Акамие прижался затылком к груди царя.
— Не сам ли ты мне объяснил, что я не хочу стать воином? Зачем теперь хочешь отлучить от себя? Зачем мне свой дворец, если я покину твой?
— Сердца моего не покинешь.
— А закон? Побивать камнями или жечь огнем… Предать смерти обоих… Не касается это тех, кто делает подобное с рабом, ибо это — дело господина с его рабом и в его воле и власти. Между свободными этому не быть, ибо лишает воинов силы…
Царь дослушал до конца. Взял Акамие крепко за плечо и повернул к себе. Зеркало наклонилось и соскользнуло с его колен, наполнив комнату глубоким звоном. Они смотрели друг другу в глаза, будто силами мерялись. Акамие первый опустил глаза, но тайная улыбка неуловимо изменила его лицо.
Царь легонько провел пальцами по его щеке. Он все еще боялся прикасаться к лицу Акамие, будто к сосуду из тонкой белой глины, разбитому на две половины и составленному: держится, пока не дышишь.
— Так ты обещал придумать, как вызвать Эртхиа. Мне он не поверит. Не хочу давать ему повод еще раз ослушаться отца. Дурную привычку легче завести, чем искоренить.
— Мудрый повелитель, поручи это мне. Мне брат поверит.
— Хорошо. Напиши ему о моем решении, пошлем гонца, ашананшеди, из самых расторопных. Посмотрим, какова его верность дружбе, придет ли он на твой зов.
— Нет нужды проверять это, повелитель.
Пригоршни искристого сухого снега сыпались сквозь узорчатые решетки на подоконники. Под окнами горбились маленькие сугробы. Но в полукруглых нишах жарко горели сухие кедровые поленья, и рабы то и дело бросали в огонь ветки лаванды и ладанника.
Зима нагрянула внезапно, сразу вслед за жаркой, пыльной осенью, и потому, что на смену зною пришла стужа, она казалась особенно жестокой. Во всех помещениях дворца окна были закрыты ставнями и завешены коврами в несколько слоев. Изнеженные обитатели ночной половины чихали и кашляли, кутаясь в набитые пухом перины, стеганые одеяла и меха на окруженных жаровнями постелях — и часто рабам едва удавалось отбить у огня занявшиеся покрывала.

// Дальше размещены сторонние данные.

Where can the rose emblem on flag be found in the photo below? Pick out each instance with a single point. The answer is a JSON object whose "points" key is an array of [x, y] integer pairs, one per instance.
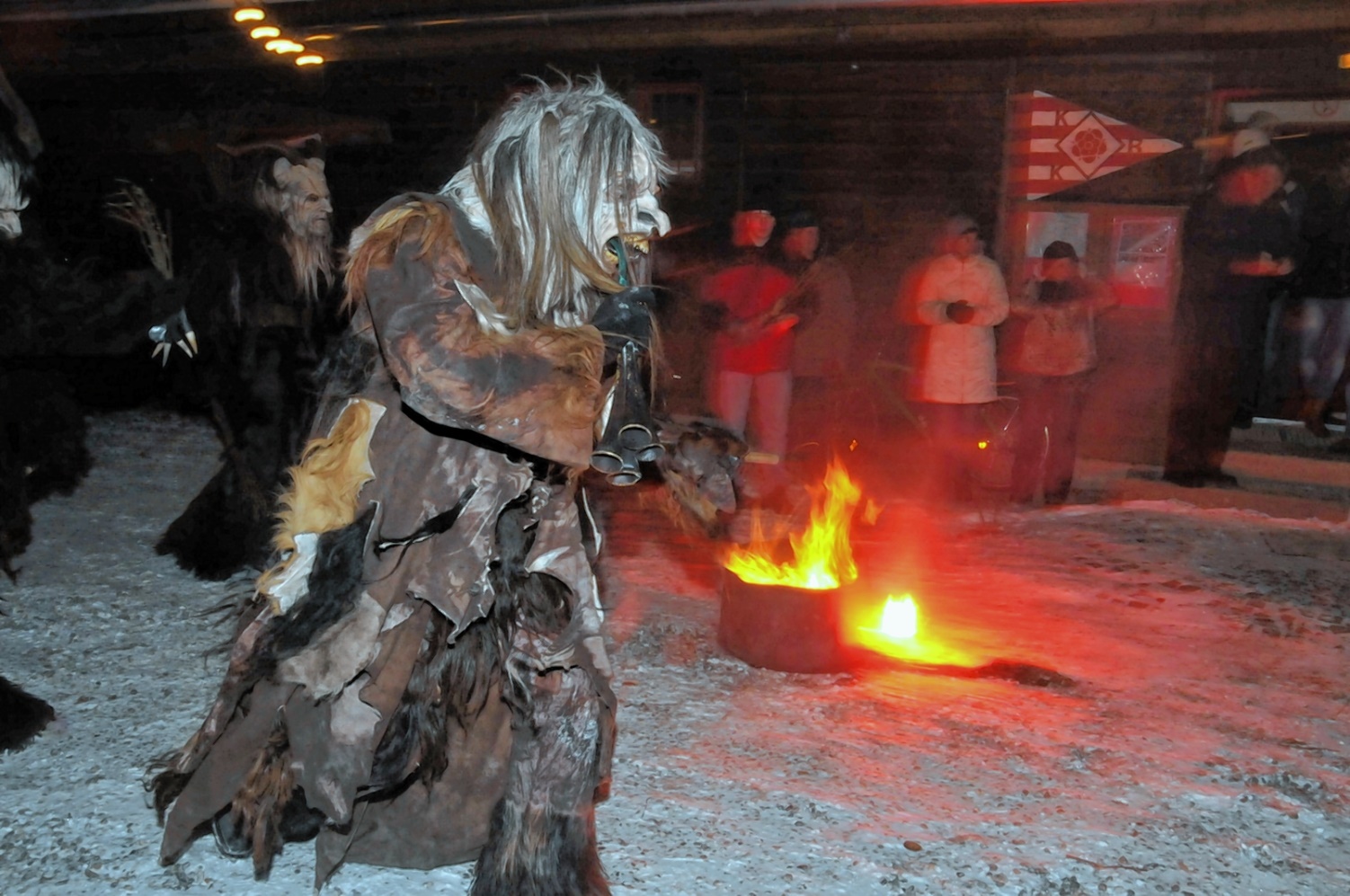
{"points": [[1089, 145]]}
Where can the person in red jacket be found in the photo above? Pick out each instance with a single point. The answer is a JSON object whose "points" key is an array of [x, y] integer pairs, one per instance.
{"points": [[752, 350]]}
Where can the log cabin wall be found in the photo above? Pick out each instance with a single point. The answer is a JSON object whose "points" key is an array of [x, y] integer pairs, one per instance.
{"points": [[879, 140]]}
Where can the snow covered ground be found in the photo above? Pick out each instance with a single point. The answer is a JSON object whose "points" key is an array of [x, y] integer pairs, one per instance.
{"points": [[1202, 748]]}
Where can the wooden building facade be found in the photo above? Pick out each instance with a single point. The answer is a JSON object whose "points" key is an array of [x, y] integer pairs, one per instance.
{"points": [[878, 116]]}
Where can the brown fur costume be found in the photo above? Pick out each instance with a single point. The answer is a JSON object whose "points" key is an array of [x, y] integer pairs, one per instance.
{"points": [[420, 679]]}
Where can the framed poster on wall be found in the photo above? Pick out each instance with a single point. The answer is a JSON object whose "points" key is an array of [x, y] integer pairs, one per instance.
{"points": [[1143, 260]]}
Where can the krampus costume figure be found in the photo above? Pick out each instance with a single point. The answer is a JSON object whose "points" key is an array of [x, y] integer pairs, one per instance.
{"points": [[42, 430], [422, 678], [257, 308]]}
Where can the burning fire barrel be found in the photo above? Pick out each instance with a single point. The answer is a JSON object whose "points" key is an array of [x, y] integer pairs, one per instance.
{"points": [[785, 614], [780, 627]]}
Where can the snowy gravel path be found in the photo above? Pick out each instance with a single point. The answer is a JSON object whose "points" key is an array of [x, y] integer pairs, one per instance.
{"points": [[1202, 750]]}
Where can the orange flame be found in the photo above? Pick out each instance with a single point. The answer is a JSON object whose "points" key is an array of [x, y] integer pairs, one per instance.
{"points": [[821, 556]]}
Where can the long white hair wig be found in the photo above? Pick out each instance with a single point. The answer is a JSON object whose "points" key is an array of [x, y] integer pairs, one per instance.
{"points": [[535, 181]]}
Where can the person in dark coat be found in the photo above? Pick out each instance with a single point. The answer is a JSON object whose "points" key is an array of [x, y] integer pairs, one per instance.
{"points": [[1237, 244]]}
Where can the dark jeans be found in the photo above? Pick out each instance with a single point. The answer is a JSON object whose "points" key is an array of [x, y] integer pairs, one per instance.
{"points": [[1049, 409]]}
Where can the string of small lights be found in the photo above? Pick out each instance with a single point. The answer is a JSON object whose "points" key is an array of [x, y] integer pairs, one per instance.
{"points": [[262, 29]]}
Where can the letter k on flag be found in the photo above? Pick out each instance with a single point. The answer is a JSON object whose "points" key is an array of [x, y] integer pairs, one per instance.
{"points": [[1054, 145]]}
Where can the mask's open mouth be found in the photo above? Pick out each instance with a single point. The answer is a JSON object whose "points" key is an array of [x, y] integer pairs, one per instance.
{"points": [[629, 255]]}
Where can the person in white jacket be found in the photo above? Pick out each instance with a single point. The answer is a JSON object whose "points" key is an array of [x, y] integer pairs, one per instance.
{"points": [[959, 301]]}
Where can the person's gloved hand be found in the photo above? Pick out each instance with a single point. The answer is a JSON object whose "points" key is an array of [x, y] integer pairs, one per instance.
{"points": [[174, 331], [626, 317], [960, 312]]}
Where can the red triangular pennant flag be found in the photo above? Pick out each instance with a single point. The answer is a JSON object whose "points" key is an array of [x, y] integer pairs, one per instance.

Но в тронной зале окна были открыты, и ветер трепал языки огня в нишах и кроваво-красные полотнища, окружавшие высокий трон Хайра. Холодный прозрачный зимний свет отчетливо и резко выделял каждую черту и складку на лице царя Эртхабадра, сидевшего на троне. Его черные, пронизанные серебром волосы, туго натянутые от лба и висков, блестели благовонным маслом, а завитые пряди бороды были тщательно уложены поверх золота и рубинов оплечья. В мочках ушей кроваво вспыхивали тяжелые серьги. Из-под оплечья ниспадала темно-красная мантия, плотный ломкий шелк, играющий блеском и черной тенью в глубине складок, подбитый густым черным мехом. Рука, отягощенная целой гроздью рубиновых перстней, лежала на колене поверх складок, удерживая края мантии запахнутыми.
Царь ждал.
Он сидел, не двигаясь, не отпуская напряженного лица, только широкое оплечье мерно приподнималось на груди от дыхания.
И когда вошел тот, кого ждал царь, его рука сильнее стиснула края мантии, но лицо расправилось и обрело выражение величавого спокойствия и силы.
Полным гордой силы взглядом он встретил Лакхаараа, наследника, мятежного царевича, который провел последний месяц согласно старинной формуле: «Пусть он ест и пьет. Пусть живет в своем доме», — что означало домашний арест и сохранение жизни. Но давно уже не придерживались строго древнего закона о сохранении жизни кровным родственникам царя, каким бы ни было их преступление. Тот не тянется к короне, кому не на что ее надеть. И Лакхаараа, и все в Хайре знали, что заточение в собственном дворце было лишь временной мерой, соблюдаемой для приличия, необходимой формальностью. За ним следовала казнь.